Poitevin’s first English-language poetry collection explores such diverse matters as life in New England, academia, and OpenAI/GPT-4.
“October leaves / pile up like scattered drafts of some design” the author writes in “Raking” as fall sets in, “aching on this byway to December...” Even so, he still has more in life to conquer, finishing the job with “my feet still two good inches off the ground.” The moodiness of academic life intrudes, as Poitevin, a mathematics professor, is annoyed by a shared office, pesky students, and Red Sox chatter in “Nostalgia for Quieter Times”; he longs for the halcyon days of grad school at the University of Illinois: “I miss your silence as mine rages, / beloved Alma Mater.” The poet writes with playful curiosity about philosophy and its relationship to his discipline, responding to Borges in “Divertimentum Orinthologicum” (“I start to prove that He does not exist, / but N being hyperfinite, I desist”).
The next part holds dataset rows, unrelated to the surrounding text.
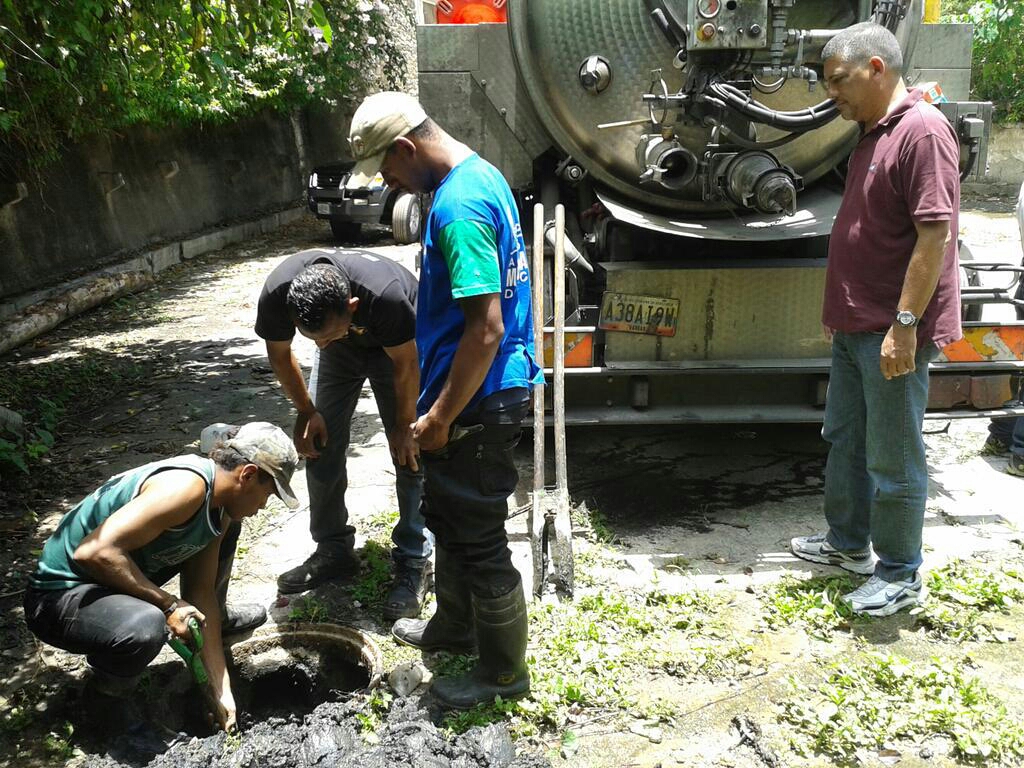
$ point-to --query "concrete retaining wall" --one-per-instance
(1006, 155)
(110, 200)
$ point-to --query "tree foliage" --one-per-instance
(70, 70)
(997, 69)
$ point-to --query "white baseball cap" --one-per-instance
(377, 123)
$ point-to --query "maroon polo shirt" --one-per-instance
(905, 169)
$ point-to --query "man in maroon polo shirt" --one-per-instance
(892, 299)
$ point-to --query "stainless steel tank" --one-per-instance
(646, 94)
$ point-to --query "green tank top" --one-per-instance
(56, 568)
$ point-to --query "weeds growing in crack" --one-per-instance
(379, 525)
(42, 392)
(58, 743)
(595, 659)
(814, 604)
(877, 700)
(373, 712)
(371, 589)
(309, 610)
(964, 597)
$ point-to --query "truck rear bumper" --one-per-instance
(790, 392)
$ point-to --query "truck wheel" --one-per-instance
(345, 230)
(406, 219)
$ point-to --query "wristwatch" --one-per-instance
(906, 318)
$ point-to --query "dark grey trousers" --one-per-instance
(339, 373)
(118, 633)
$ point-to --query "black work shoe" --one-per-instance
(1016, 465)
(241, 619)
(404, 599)
(117, 717)
(317, 568)
(994, 446)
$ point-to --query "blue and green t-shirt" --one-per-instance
(56, 568)
(473, 246)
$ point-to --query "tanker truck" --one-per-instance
(700, 165)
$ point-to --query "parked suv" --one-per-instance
(348, 210)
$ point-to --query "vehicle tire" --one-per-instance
(345, 230)
(970, 312)
(406, 218)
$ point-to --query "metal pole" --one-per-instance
(561, 473)
(538, 517)
(538, 288)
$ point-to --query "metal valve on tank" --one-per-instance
(664, 161)
(756, 179)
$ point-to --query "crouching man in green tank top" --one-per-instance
(96, 590)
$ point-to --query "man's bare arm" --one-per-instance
(287, 369)
(407, 389)
(899, 348)
(926, 265)
(167, 500)
(476, 350)
(310, 429)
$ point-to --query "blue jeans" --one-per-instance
(340, 371)
(876, 476)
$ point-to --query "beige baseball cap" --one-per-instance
(264, 444)
(380, 120)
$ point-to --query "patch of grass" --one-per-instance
(962, 598)
(372, 588)
(372, 717)
(812, 603)
(878, 699)
(44, 392)
(592, 522)
(309, 610)
(592, 657)
(594, 564)
(58, 742)
(378, 526)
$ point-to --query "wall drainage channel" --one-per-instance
(300, 693)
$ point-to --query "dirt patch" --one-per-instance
(332, 735)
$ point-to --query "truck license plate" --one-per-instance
(631, 313)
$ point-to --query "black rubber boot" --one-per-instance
(243, 617)
(502, 628)
(110, 711)
(451, 627)
(413, 580)
(233, 619)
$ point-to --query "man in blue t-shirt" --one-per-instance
(474, 337)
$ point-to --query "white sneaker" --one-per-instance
(877, 597)
(816, 549)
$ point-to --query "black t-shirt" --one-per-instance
(385, 315)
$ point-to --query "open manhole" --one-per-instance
(290, 669)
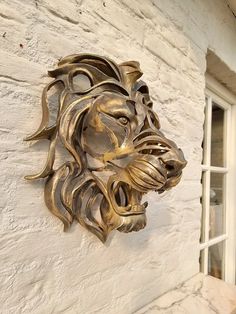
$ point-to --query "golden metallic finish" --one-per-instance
(106, 122)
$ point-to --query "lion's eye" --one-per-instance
(123, 120)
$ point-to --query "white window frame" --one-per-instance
(215, 91)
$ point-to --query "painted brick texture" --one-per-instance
(43, 269)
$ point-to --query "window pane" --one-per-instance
(201, 261)
(217, 210)
(215, 260)
(217, 136)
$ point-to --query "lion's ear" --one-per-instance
(131, 73)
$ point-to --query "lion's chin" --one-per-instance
(132, 223)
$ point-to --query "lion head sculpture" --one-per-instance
(106, 122)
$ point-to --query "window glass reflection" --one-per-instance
(217, 136)
(217, 210)
(215, 260)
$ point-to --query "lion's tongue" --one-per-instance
(147, 173)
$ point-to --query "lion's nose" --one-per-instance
(173, 161)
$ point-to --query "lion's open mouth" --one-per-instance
(145, 173)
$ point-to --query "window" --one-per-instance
(217, 242)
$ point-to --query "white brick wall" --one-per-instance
(42, 269)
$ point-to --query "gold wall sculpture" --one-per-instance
(105, 121)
Hyperlocal concerns meet the great beyond in “Take-Out,” in which a mistaken employee thinks she has seen the speaker’s late father order lemongrass tofu (“I pondered / that lemony but sweet juxtaposition: / myself and my dead father’s apparition”). In “Beneath the Bedroom Skylight” Poitevin writes of looking to the heavens with his partner: “We peek / beyond Andromeda and dream a wolf / gazes at us with quasar-eyes and loops…” The poet writes beautifully of his Marblehead, Massachusetts stomping grounds, and his verses about landscapes and family churn with the energy of an unrelentingly curious and feeling soul. By contrast, he ponders artificial intelligence in “GPT-4 Responds to a Detractor,” in which the AI program derides the “arctic soul” of its human critic. Technical poetic innovation animates this collection; one poem is made up entirely of three-letter airport codes, another is about a cat genome, and a group of palindromes provides a brief, passing fancy. The careful way that he pulls meaning from the place he is in, and the family he has there, is in evidence throughout and makes this a cohesive and inspiring collection.
An impressive, eye-catching poetry collection unafraid to experiment and take risks.